- 762 Okunma
- 2 Yorum
- 1 Beğeni
Neden güzellik değil de dindarlık?
"Kişinin aslı ahlâkıdır. Gerçek haseb ve nesebi dindeki mertebesidir. Şahsiyeti de ahlakıdır." Hz. Ömer (r.a.) (Böyle Seslendiler, Ebubekir Sifil, Semerkand Yayınları)

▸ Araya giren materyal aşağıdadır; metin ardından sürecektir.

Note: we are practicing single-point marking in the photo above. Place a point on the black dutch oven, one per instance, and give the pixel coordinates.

Bu yazı, eğer becerebilirse, iki hadis-i şerif arasında bu yakınlarda farkettiğim bir kardeşliği anlatmaya çalışacak. Allahu’l-a’lem (en doğrusunu Allah bilir) kaydını anarak sözümüze başlayalım. Ve hemen bahsi geçen hadisleri alıntılayalım. Onlardan birisi "Allah’ın ahlakıyla ahlaklanınız!" denilenidir. Diğerisi ise, kadınlarla nesepleri, zenginlikleri veya güzellikleri için değil, dinleri/dindarlıkları için evlenmeyi tavsiye edenidir. Meşhur hadisler olduğu için kaynaklarını alıntılamıyorum. Yalnız, başlamadan önce, ilk hadis-i şerif için birşeyi belirtmeliyim: Rivayet açısından diğeri kadar sağlam olmadığını işitmiştim. Fakat sağlamlığına hükmedeni de duymuştum. Bu nedenle ben de yazımda ondan ’hadis’ diyerek bahsettim. Şu temkini dikkatlerinizden uzakta bırakmayayım.
Evet. Konumuza dönelim. Ben bu iki hadis-i şerif arasında, bencileyin, büyük bir kardeşlik görüyorum. ’Kardeşlik’ ne demek? Yani bu cümlelerin birbirlerine bakar yüzleri var. Aynı mübarek ağızdan çıktıklarını düşündürür bir işaretteşlikleri var. Birbirini destekler hakikatlere dokunur parmakları var. ’Kardeşlik’ demekle kastettiğim bu aslında. Ve ben bu kardeşliğin mütebessim yüzünü ’ahlak’ ile ’dindarlık’ arasındaki bağdan yakalayabiliyorum.
Efendim, ahirzamandır, bazı kelimeler diğer bazılarından uzaklarda kalmıştır. Ancak yolun bidayetinde/başlangıçta hukukları hiç de öyle değildir. İşte, bu tür ifadelerden ikisi de ’güzel ahlak sahibi olmak’la ’dindarlık’tır. Evet. ’Dindarlık’ ve ’güzel ahlaklılık’ İslam’ın ilk insanlığa bahşolduğu zamanlarda birbirlerinin gereği, parçası veya ayrılmazıdır. Ancak daha sonraki dönemlerde, belki bir tür şekilcilikle, aralarındaki mesafe açılmıştır. Sanmayın ki bu mesafe kitabî olarak açılmıştır. Hayır. Asla. Katiyyen. İslamî metinlerin tamamı bu kardeşliğin kuvvetini hatırlatarak hayatımıza girer.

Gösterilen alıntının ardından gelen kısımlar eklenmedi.